L'entreprise spécialisée dans la détection des piétons a annoncé le 30 mai la sortie du Blaxtair Origin, une déclinaison du Blaxter qui emploie un nouvel algorithme de reconnaissance d'image.

Depuis son apparition en 2009, le Blaxtair symbolise l’avant-garde des systèmes contre les collisions entre les hommes et les engins de chantier. Mais son règne se termine. La société Arcure, sa créatrice, a dévoilé le 30 mai le Blaxtair Origin, à côté duquel la précédente mouture ressemble un brouillon. « C’est le fruit de quatre ans de recherche et de développement, observe Franck Gayraud, directeur général de l’entreprise. Notre entrée en bourse en 2019 avait notamment pour but de financer ce projet. Nous avons réuni dans ce dispositif toutes les demandes de nos clients. »

Nourrir le cerveau

Signe de ce renouvellement, le Blaxtair Origin ne partage aucun composant avec la dernière version, la troisième, du Blaxtair. Les deux modèles s’appuient sur une intelligence artificielle entraînée à reconnaître les images de piétons transmises par une caméra, mais le logiciel d’Origin a recours à des algorithmes dits de « réseaux de neurones » pour apprendre, alors que le Blaxtair utilise des techniques plus simples. « Nous réfléchissons aux réseaux de neurones depuis longtemps. Par le passé, les résultats n’étaient pas satisfaisants. Toutefois deux facteurs ont contribué au progrès de cette méthode, explique Franck Gayraud.

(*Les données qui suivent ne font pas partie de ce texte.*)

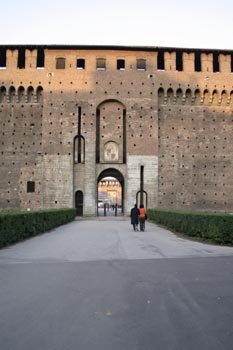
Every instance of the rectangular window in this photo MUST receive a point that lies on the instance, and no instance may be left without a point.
(160, 60)
(60, 63)
(30, 186)
(215, 62)
(101, 63)
(80, 63)
(21, 58)
(40, 58)
(179, 60)
(120, 64)
(141, 64)
(197, 61)
(2, 58)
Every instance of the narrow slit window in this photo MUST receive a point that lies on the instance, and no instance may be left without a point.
(101, 63)
(40, 58)
(179, 60)
(21, 58)
(160, 60)
(2, 58)
(141, 64)
(197, 61)
(60, 63)
(80, 63)
(215, 62)
(30, 186)
(121, 64)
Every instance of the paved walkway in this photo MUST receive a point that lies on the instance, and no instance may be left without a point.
(97, 285)
(108, 239)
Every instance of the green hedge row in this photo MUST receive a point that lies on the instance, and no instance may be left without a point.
(16, 226)
(217, 228)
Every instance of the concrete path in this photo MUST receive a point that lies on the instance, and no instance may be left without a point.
(108, 239)
(97, 285)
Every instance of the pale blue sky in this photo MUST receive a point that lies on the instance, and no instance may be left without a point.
(190, 24)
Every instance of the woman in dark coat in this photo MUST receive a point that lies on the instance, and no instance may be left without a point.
(134, 217)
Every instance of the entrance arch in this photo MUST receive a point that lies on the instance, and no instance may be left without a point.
(110, 196)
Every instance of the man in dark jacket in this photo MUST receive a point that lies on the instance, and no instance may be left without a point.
(134, 217)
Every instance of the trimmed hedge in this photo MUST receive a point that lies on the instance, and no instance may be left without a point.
(217, 228)
(17, 226)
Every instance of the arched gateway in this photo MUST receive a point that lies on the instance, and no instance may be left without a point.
(110, 192)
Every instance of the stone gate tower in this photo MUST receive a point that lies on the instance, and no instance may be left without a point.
(159, 120)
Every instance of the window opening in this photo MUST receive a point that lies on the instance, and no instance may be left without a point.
(101, 63)
(80, 63)
(2, 58)
(197, 61)
(120, 64)
(160, 60)
(30, 186)
(21, 58)
(141, 64)
(215, 62)
(40, 58)
(60, 63)
(179, 60)
(79, 142)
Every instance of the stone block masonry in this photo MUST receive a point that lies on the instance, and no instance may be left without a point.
(157, 119)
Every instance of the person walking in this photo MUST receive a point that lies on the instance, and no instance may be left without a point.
(134, 213)
(142, 217)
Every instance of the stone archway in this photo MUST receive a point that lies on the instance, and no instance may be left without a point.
(112, 195)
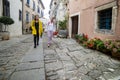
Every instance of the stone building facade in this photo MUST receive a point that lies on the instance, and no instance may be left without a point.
(95, 18)
(58, 10)
(12, 9)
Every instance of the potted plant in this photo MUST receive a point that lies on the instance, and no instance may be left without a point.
(63, 29)
(5, 21)
(116, 49)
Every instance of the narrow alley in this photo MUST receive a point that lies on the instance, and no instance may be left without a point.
(65, 59)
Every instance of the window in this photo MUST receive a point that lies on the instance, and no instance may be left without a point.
(20, 15)
(27, 16)
(6, 8)
(105, 19)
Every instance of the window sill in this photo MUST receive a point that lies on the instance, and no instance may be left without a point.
(104, 31)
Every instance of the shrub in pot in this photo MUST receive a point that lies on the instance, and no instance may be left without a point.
(63, 29)
(5, 21)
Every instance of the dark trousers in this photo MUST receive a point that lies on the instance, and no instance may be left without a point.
(36, 39)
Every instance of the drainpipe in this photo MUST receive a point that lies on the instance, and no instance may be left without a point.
(22, 16)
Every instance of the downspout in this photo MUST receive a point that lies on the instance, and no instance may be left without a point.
(22, 16)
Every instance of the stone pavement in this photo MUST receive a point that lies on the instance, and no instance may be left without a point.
(19, 61)
(67, 60)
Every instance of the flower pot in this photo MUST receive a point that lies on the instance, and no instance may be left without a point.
(5, 35)
(63, 33)
(116, 54)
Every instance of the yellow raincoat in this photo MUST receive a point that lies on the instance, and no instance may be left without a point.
(34, 32)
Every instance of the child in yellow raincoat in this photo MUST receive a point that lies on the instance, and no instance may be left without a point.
(37, 30)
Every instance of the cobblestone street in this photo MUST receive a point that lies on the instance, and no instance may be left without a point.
(67, 60)
(63, 60)
(11, 53)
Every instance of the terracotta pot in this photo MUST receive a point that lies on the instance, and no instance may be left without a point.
(116, 55)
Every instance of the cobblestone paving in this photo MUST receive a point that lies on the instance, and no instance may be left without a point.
(67, 60)
(10, 57)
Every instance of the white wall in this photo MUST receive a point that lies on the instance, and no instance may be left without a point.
(16, 28)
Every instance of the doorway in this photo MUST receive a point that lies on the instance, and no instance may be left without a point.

Après douze ans d’existence, nos bases de données ont atteint une taille suffisante pour pouvoir entraîner ce type d’algorithmes. Par ailleurs, il existe désormais des cartes électroniques de calcul conçues spécialement pour les réseaux de neurones à des prix compatibles avec nos objectifs de coûts. Nous obtenons aujourd’hui les mêmes performances en matière de sécurité que le Blaxtair – 100 % de piétons détectés en zone de détection et une fausse alarme par shift au maximum – mais avec des caractéristiques améliorés. »

À l'avant

Les effets du changement sont perceptibles au premier regard. Si la tête du Blaxtair 3 comprend deux optiques, celle du Blaxtair Origin n’en possède plus qu’une. Son volume est ainsi divisé par quatre par rapport à son prédécesseur. Celui du calculateur qui analyse les flux vidéo par trois. L’angle de détection passe de 90 à 120°. La portée maximale de détection de 7 à 12 m. Là où le Blaxtair 3 percevait uniquement les obstacles dans une zone de 0 à 1,2 m du véhicule, le nouveau venu repère les compagnons même à ce périmètres. Il distingue aussi mieux les personnes dans des postures inhabituelles, accroupies par exemple ou partiellement cachés. Avec ces évolutions, l’appareil est en mesure de déceler des humains même placé l’avant de l’engin. En revanche, le Blaxtair Origin ne détecte pas encore les obstacles. « Nous continuerons donc la commercialisation du Blaxtair 3. Certains de nos clients sont attachés à cette fonction », indique le directeur général.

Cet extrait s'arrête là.